The way that psychologists talk about different “types” of validity and reliability — is that another variation of not clearly distinguishing between the theoretical estimand and the statistical estimate? Like there’s one reliability but different ways to infer it based on different assumptions… - ThreadSky

dingdingpeng.the100.ci • 81 days ago

The way that psychologists talk about different “types” of validity and reliability — is that another variation of not clearly distinguishing between the theoretical estimand and the statistical estimate? Like there’s one reliability but different ways to infer it based on different assumptions…

Comments

aecoppock.bsky.social•81 days ago

do you think:
validity estimand is like bias: E[measurement - latent]
reliability estimand is like variance: V[measurement]

tough q is what the E and V are taken with respect to! it's not over samples or assignments -- is it imagined error term?

interesting to think about "types" as estimators

hbru.bsky.social•81 days ago

I hope this thread brings clarity. I am teaching this stuff in 3 weeks.

I never quite liked all the versions of "validity" as distinct criteria. I always assumed someone thought about them longer than I have, so there must be a reason.

dingdingpeng.the100.ci•81 days ago

I’m currently teaching the Borsboom version (bit biased because of course I’ll go with the causal take) and then frame the “types” of validity as different ways to collect evidence for such validity, but not sure that’s fully consistent and the most productive solution.

hbru.bsky.social•81 days ago

I took a look at the paper and I like it. But under this view ideas like "discriminant validity" do not make sense. But probably they did not make sense in the first place.

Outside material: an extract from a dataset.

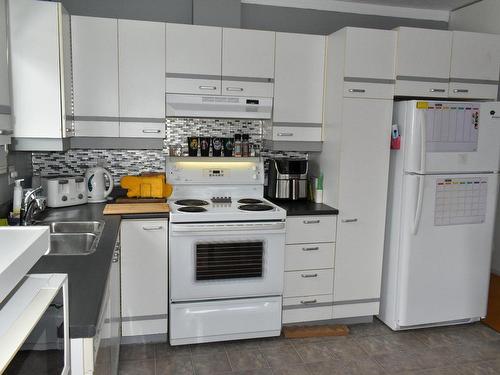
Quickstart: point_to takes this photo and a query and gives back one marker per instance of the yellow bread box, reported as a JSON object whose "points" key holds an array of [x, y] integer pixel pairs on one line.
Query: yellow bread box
{"points": [[146, 186]]}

dingdingpeng.the100.ci•81 days ago

I do think you’d want that other constructs don’t have strong causal effects on your measure, so that’s how I’m currently framing it.

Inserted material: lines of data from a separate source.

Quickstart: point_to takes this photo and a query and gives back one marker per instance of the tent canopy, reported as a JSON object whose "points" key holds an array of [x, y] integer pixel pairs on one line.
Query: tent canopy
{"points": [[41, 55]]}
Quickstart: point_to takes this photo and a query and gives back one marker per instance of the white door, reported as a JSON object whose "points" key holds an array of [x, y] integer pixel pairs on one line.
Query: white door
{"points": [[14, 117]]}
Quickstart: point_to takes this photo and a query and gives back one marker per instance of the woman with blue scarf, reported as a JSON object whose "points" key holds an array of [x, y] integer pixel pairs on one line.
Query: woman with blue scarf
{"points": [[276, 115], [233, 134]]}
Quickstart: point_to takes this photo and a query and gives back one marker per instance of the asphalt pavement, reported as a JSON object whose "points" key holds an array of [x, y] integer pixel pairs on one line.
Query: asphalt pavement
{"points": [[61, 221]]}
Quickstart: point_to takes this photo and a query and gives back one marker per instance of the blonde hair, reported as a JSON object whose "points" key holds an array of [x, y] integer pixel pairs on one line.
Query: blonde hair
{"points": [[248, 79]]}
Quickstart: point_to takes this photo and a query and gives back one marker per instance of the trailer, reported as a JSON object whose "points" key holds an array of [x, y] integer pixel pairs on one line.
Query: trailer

david-j-hughes.bsky.social•80 days ago

A chapter I wrote a while back might be useful. Has been for colleagues and a good overview for students:
https://pure.manchester.ac.uk/ws/portalfiles/portal/51526413/24._Hughes_Psychometric_Validity._Establishing_the_Accuracy_and_Appropriateness_of_Psychometric_Measures.pdf

I review the history of validity theory and present a 2-stage process (along with evidence-types) to ensure psychometric Accuracy and Appropriateness

felipefv.bsky.social•81 days ago

Chapter 2 here might be nice for students to get a summary of the mess: https://www.repository.cam.ac.uk/items/895d37e1-5dd4-4f39-867f-d24eca7a136a

gidon-frischkorn.bsky.social•81 days ago

With respect to reliability, I would say yes, probably more precisely there is one reliability (the ratio of true score variance to total variance) and different sets of assumptions (including generalizability theory) that make certain statistical estimates proper estimators for it.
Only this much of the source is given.